My first step in approaching the challenge of planetary atmosphere in Outer Wilds was to start reading papers. Lots and lots of papers. After a week of filling my brain with Rayleigh and Mie scattering, 4-dimensional textures, and raymarching, I was completely fried. There were a lot of different approaches out there, but a lot of them managed end-runs around the difficult parts by simply finding ways to not do them. A lot of atmosphere shaders were split into separate parts that only worked on the ground or space, or that were hardcoded to specific thickness ratios, or that relied on the planet not being any more complicated than a perfect sphere sitting completely still in space.

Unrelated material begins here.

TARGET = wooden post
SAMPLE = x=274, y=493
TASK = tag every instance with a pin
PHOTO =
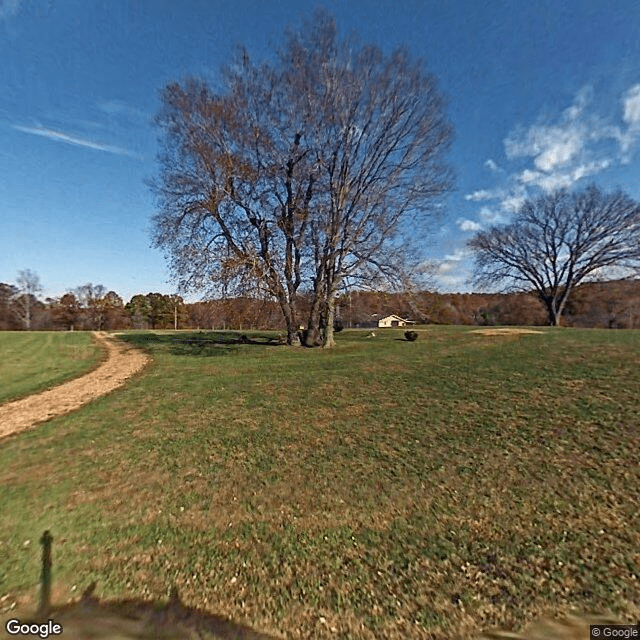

For Outer Wilds, we needed a single solution that would look good from outside, on the ground, and every point inbetween (and then some). It also had to work on multiple planets zipping around in orbit. Additionally, since a big part of Outer Wilds is real-world phenomena appearing in our systems (like the Coriolis effect), I wanted it to realistically simulate light scattering to at least some degree.
Sean O'Neil's work (found in GPU Gems 2) was particularly helpful in finding our own solution. Although our approach is similar (we sum up samples of the atmosphere along a ray from the camera to the far position), I replaced a vast majority of his equations with my own, and added even more to combine his multiple-shader approach into a single one. Ultimately, we found a happy balance between artistic control and simulation, and we're still regularly ooh-ing and aah-ing at the results!
Thanks, Logan! We've done most our testing in Timber Hearth, and the team cannot wait to implement it across the Solar System!